Thoughts from Walden Pond
Photographs by Charles Gurche

 

Time is but the stream I go a-fishing in. I drink at it; but while I drink I see the sandy bottom and detect how shallow it is. Its thin current slides away, but eternity remains. I would drink deeper; fish in the sky, whose bottom is pebbly with stars. I cannot count one. I know not the first letter of the alphabet. I have always been regretting that I was not as wise as the day I was born.


A lake is the landscape's most beautiful and expressive feature. It is earth's eye; looking into which the beholder measures the depth of his own nature. The fluviatile trees next the shore are the slender eyelashes which fringe it, and the wooded hills and cliffs around are its overhanging brows.

The stars are the apexes of what wonderful triangles! What distant and different beings in the various mansions of the universe are contemplating the same one at the same moment!


Sometimes, in a summer morning, having taken my accustomed bath, I sat in my sunny doorway from sunrise till noon, rapt in a revery, amidst the pines and hickories and sumachs, in undisturbed solitude and stillness.


Every morning was a cheerful invitation to make my life of equal simplicity, and I may say innocence, with Nature herself.


One attraction in coming to the woods to live was that I should have leisure and opportunity to see the spring come in.. . . Fogs and rains and warmer suns are gradually melting the snow; the days have grown sensibly longer; and I see how I shall get through the winter without adding to my wood-pile.


Sometimes, having had a surfeit of human society and gossip, and worn out all my village friends, I rambled still farther westward than I habitually dwell, into yet more unfrequented parts of the town, "to fresh woods and pastures new," or, while the sun was setting, made my supper of huckleberries and blueberries on Fair Haven Hill, and laid up a store for several days.
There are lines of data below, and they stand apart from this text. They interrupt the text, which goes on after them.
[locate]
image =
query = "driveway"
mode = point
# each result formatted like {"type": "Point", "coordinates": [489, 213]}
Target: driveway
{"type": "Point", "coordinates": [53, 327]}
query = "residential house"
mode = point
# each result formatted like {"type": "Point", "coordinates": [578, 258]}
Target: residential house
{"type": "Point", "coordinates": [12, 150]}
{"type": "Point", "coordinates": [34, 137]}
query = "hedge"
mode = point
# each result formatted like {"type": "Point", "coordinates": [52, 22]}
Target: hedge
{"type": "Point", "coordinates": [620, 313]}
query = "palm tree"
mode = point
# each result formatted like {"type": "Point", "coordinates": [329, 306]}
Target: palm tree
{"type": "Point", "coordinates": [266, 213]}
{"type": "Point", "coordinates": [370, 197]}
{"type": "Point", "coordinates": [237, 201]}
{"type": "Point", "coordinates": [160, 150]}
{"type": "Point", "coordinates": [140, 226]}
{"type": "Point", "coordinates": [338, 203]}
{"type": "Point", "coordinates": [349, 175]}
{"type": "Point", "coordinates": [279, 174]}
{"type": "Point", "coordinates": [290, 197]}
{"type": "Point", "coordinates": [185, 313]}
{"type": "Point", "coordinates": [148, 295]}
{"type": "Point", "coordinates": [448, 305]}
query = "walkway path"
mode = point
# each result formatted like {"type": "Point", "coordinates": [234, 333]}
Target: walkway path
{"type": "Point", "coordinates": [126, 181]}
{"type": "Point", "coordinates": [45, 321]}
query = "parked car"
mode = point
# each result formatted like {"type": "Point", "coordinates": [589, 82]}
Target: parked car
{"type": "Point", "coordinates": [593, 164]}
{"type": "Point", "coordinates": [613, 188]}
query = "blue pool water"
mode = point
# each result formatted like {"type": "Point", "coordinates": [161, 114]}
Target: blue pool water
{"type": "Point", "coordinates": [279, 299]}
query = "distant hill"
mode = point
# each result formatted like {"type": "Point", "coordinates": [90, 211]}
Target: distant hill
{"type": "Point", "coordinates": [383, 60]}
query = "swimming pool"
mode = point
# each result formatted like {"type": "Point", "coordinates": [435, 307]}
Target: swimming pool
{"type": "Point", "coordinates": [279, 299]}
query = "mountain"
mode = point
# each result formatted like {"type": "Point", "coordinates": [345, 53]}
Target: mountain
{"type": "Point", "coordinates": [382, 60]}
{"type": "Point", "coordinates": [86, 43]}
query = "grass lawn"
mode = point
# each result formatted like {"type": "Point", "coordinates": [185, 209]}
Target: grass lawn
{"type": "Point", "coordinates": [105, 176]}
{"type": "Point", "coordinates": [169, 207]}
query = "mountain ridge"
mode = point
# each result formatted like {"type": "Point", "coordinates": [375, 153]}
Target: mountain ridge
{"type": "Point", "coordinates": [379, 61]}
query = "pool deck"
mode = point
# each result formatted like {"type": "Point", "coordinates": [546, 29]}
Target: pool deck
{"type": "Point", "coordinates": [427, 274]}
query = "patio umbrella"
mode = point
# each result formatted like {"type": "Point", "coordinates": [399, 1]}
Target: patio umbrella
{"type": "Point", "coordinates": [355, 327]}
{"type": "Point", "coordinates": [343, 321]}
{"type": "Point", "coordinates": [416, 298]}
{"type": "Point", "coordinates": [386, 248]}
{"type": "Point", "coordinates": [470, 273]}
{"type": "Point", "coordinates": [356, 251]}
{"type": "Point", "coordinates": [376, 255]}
We can never have enough of Nature. We must be refreshed by the sigh of inexhaustible vigor, vast and Titanic features, the sea-coast with its wrecks, white wilderness with its living and its decaying trees, the thunder cloud, and the rain which lasts three weeks and produces freshets.


forest, for my privacy, abandoned to me by men? My nearest neighbor is a mile distant, and no house is visible from any place but the hill-tops within half a mile of my own. I have my horizon bounded by woods all to myself. . . for the most part it is as solitary where I live as on the prairies. It is as much Asia or Africa as New England. I have, as it were, my own sun and moon and stars, and a little world all to myself.


Sympathy with the fluttering alder and poplar leaves almost takes away my breath; yet, like the lake, my serenity is rippled but not ruffled. These small waves raised by the evening wind are as remote from storm as the smooth reflecting surface.


We need the tonic of wildness - to wade sometimes in marshes where the bittern and the meadow-hen lurk, and hear the booming of the snipe; to smell the whispering sedge where only some wilder and more solitary fowl builds her nest, and the mink crawls with its belly close to the ground.


Morning air! If men will not drink of this at the fountain-head of the day, why, then, we must even bottle up some and sell it in the shops, for the benefit of those who have lost their subscription ticket to morning time in this world.


I weathered some merry snow storms, and spent some cheerful winter evenings by my fireside, while the snow whirled wildly without, and even the hooting of the owl was hushed.